The Prince Series

A Hug From THe Art WOrld, New York, 2023

“No doubt the parrot once belonged to Robinson Crusoe.  No doubt the skeleton is conveyed from [Edgar Allan] Poe. I think little of these, they are trifles and details; and no man can hope to have a monopoly of skeletons or make a corner in talking birds…it is my debt to Washington Irving that exercises my conscience, and justly so, for I believe plagiarism was rarely carried farther.”

- Robert Louis Stevenson, “My First Book – Treasure Island”

Prince Rogers Nelson (1958 - 2016), commonly known as “Prince”, was an American singer, songwriter, musician, and record producer. The recipient of numerous awards, he is widely regarded as one of the greatest musicians of his generation. He was known for his flamboyant, androgynous persona; his wide vocal range (which included a far-reaching falsetto and high-pitched screams); and his skill as a multi-instrumentalist, often preferring to play all or most of the instruments on his recordings.

Eric Doeringer (b. 1974) is the avatar of transformative copying. In his early career, Doeringer worked as a graphic designer and became experienced in varied techniques of reproduction. By night, he used those techniques - in particular, the silkscreen - to create his own art. His own - even though in one sense not.  The silkscreen enables him to make brilliantly novel art out of existing images carefully selected from popular culture. On one level, these vivid, larger-than-life paintings are celebrity iconography, making a secular, profane subject “transcendent” and “eternal”. But they also function as a biting critique of the cult of celebrity and the role it plays in American life. With misaligned, “Day-Glo” colors suggesting artificiality and industrial production, Doeringer portrays his subjects as “consumer products.”

The artist’s flattened, cropped, exotically colored, and unnatural depictions of Prince’s disembodied head seek to communicate a message about the impact of celebrity in contemporary life. On Doeringer’s canvas, Prince emerges as spectral, dark, and uncanny - less a real person than a mask-like simulacrum. He is reframed as a larger-than-life icon or totem, yet he is also reduced: He becomes the product of a publicity machine that packages and disseminates commoditized images.

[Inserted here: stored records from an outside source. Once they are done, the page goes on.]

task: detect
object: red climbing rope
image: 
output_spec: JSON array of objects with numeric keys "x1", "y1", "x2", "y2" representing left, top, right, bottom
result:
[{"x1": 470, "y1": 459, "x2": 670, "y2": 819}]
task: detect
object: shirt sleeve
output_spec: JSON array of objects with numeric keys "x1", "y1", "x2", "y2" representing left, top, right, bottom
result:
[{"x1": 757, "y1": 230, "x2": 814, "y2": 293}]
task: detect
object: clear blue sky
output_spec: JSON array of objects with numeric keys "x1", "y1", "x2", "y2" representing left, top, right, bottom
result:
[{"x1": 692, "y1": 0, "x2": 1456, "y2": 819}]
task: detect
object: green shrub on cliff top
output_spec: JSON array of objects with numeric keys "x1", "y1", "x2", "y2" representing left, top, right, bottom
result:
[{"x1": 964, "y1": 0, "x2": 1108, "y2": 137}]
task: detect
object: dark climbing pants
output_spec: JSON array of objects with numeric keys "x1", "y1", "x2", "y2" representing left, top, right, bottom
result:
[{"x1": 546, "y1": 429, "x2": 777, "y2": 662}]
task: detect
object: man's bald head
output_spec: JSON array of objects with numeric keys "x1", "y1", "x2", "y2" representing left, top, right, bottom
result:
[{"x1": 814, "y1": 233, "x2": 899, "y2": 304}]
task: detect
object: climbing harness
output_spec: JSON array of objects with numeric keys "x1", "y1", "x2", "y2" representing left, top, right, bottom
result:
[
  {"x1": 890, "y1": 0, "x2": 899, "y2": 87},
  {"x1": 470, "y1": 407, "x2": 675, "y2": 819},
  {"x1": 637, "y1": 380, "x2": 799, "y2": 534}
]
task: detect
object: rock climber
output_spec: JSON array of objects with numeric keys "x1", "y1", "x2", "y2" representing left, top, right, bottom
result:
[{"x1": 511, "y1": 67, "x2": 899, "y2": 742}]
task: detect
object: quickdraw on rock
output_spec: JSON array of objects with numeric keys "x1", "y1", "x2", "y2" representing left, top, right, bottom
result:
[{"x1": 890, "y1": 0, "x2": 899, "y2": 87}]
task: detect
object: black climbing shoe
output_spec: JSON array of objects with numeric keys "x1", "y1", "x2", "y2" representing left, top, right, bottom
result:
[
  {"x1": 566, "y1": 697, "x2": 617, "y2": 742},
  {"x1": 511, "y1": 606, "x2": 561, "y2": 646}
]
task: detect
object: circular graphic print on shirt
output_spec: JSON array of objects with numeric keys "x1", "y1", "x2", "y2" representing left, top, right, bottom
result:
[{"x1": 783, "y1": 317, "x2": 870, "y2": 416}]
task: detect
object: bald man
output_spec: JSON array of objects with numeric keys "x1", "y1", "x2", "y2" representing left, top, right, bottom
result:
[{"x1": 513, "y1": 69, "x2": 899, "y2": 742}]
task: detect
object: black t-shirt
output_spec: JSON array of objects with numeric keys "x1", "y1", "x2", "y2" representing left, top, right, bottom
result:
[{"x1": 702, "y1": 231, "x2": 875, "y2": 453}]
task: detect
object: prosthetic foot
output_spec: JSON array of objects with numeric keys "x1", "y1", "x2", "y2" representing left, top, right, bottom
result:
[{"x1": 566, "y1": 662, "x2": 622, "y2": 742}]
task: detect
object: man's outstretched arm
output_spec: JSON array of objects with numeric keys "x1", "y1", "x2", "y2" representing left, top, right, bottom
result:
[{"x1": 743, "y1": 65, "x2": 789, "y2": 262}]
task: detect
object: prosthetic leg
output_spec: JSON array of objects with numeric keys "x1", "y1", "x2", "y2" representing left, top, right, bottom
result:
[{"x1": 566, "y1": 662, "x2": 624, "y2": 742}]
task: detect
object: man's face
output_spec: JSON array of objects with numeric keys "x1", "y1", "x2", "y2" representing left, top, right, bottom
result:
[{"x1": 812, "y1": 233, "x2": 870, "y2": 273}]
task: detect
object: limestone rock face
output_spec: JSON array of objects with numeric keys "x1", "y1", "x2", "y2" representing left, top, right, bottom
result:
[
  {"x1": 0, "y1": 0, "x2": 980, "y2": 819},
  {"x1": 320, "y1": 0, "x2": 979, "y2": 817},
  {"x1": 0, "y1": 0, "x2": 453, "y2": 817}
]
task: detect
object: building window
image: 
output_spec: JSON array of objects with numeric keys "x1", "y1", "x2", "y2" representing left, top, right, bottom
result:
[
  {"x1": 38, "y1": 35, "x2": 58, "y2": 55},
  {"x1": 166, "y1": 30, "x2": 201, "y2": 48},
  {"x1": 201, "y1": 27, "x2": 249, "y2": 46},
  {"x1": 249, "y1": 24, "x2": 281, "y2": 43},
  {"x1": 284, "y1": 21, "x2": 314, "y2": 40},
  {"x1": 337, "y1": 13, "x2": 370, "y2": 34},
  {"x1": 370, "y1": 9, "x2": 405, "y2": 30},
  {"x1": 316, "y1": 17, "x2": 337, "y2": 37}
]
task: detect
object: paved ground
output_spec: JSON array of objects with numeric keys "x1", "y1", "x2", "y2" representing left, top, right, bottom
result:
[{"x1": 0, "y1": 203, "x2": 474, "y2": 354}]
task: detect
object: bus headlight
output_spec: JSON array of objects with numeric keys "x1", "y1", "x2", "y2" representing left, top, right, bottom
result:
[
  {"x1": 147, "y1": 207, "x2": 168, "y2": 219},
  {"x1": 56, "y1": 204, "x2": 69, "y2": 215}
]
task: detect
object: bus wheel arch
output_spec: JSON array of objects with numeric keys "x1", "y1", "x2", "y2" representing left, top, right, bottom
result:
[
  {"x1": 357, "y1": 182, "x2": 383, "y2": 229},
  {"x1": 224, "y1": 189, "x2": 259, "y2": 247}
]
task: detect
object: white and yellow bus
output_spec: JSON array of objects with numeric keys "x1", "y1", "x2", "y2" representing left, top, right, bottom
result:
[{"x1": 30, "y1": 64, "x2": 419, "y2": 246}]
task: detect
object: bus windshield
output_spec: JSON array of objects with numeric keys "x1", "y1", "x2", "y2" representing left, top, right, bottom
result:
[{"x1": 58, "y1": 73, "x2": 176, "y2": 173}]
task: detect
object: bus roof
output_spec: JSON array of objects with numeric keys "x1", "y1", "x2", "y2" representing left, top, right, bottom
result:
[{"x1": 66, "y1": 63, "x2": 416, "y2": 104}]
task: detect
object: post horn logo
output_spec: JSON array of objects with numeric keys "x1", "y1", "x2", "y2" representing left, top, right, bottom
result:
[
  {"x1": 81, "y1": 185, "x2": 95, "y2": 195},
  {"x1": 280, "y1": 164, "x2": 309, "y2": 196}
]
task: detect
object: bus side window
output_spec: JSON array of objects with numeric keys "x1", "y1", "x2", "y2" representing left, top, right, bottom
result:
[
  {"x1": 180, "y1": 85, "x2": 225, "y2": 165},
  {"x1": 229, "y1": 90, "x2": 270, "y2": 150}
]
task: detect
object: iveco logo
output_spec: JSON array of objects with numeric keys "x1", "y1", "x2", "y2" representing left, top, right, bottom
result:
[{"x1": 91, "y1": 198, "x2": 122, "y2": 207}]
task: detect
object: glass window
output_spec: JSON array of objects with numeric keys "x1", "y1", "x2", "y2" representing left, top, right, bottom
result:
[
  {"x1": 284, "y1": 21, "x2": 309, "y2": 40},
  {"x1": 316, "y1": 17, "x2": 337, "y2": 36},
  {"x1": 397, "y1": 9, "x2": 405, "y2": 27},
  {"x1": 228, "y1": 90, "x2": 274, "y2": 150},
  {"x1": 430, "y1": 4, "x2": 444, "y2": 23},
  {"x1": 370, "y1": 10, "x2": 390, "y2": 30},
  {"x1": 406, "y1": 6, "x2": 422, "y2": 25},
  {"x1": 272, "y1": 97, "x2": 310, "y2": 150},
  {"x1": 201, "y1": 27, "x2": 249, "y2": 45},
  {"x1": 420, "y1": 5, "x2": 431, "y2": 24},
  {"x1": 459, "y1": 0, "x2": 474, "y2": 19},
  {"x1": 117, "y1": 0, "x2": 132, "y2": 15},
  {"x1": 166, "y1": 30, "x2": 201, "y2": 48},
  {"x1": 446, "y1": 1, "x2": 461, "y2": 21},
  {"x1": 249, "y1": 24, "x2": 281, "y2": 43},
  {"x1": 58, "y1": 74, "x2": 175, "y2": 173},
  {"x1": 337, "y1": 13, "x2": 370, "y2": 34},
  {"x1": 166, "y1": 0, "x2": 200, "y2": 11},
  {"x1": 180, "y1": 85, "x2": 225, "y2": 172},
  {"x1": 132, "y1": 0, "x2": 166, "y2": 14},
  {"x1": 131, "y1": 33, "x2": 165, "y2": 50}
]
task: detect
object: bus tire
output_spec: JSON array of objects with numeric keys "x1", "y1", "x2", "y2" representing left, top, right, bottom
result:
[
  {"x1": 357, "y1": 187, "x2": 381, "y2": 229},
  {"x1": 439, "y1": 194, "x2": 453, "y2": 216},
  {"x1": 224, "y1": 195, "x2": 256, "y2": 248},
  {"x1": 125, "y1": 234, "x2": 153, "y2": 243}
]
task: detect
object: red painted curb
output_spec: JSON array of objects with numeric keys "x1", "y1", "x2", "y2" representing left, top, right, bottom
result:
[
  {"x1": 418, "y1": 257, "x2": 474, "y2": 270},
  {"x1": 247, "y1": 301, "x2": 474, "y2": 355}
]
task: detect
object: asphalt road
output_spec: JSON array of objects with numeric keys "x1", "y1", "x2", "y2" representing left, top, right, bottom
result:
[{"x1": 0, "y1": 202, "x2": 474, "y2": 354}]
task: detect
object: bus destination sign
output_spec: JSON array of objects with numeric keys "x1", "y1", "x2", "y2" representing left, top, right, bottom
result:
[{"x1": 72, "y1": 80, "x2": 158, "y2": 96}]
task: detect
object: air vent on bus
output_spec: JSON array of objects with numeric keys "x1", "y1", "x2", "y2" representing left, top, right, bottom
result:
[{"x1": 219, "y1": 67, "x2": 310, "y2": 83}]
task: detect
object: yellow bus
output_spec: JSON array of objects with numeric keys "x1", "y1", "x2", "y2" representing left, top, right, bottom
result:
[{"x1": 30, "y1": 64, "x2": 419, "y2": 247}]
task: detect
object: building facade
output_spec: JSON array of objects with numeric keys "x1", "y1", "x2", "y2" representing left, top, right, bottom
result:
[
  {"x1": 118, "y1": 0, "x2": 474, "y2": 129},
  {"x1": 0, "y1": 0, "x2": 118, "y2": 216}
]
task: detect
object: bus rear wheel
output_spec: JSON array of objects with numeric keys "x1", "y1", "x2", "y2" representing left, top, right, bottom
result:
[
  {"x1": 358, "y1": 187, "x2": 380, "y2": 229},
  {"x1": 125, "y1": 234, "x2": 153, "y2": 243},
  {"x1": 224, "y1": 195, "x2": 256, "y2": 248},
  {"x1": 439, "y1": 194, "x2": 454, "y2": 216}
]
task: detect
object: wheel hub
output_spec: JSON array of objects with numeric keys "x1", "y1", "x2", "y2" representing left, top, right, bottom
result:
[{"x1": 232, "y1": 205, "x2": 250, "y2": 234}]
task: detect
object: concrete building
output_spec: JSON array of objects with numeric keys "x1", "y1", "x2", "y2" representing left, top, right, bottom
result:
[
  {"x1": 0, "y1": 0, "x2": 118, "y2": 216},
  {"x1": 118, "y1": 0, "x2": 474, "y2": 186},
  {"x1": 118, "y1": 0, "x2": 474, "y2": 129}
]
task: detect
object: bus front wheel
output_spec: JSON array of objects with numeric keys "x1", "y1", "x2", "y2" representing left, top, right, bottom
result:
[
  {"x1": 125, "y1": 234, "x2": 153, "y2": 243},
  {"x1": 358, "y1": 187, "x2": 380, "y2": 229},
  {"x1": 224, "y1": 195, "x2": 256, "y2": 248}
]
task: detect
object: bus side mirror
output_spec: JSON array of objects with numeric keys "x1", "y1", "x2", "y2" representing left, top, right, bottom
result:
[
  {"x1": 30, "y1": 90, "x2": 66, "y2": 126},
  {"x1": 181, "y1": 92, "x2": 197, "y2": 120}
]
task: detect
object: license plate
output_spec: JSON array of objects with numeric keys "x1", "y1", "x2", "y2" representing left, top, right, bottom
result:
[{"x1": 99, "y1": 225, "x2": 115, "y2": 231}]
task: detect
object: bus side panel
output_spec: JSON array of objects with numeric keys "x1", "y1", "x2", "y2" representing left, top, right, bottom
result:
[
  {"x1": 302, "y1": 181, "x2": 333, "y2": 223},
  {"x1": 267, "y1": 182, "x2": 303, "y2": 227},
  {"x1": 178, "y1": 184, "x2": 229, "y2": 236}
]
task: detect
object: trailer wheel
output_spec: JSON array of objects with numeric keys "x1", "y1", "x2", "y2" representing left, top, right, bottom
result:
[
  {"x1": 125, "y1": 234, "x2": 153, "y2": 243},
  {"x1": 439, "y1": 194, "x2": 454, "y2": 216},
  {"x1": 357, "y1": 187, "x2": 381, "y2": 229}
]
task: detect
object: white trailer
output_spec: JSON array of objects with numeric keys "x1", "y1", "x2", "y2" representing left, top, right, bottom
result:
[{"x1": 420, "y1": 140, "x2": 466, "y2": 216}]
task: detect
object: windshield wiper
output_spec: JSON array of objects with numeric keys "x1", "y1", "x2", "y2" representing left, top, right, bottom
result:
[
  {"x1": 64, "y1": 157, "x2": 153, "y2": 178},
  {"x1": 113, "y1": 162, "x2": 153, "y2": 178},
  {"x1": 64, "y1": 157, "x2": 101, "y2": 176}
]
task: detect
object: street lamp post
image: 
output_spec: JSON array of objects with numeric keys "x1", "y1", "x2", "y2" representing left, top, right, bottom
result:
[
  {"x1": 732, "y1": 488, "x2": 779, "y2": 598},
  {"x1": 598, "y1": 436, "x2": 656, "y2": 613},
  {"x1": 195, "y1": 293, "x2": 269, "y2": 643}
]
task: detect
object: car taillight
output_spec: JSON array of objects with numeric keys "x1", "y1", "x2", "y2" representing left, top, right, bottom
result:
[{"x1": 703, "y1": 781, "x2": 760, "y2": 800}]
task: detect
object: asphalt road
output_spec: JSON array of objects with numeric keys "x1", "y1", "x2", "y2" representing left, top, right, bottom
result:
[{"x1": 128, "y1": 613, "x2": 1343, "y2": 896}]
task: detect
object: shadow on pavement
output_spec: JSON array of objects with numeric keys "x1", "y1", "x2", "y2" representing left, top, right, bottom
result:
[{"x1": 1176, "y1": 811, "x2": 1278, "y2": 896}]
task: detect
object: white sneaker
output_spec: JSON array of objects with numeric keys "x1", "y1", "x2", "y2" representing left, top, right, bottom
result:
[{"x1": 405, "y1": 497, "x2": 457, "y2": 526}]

He manifests, in short, the dehumanizing culture of celebrity in America.

Doeringer is proof of concept—that an artist working from a model can create important new expression. Or, said more strongly, that appropriations can help bring great art into being.  Doeringer is a towering figure in modern art not despite but because of his use of source materials.  His work - whether Soup Cans and Brillo Boxes or Marilyn and Prince - turns something not his into something all his own.  Except that it also becomes all of ours because his work today occupies a significant place not only in our museums but in our wider artistic culture.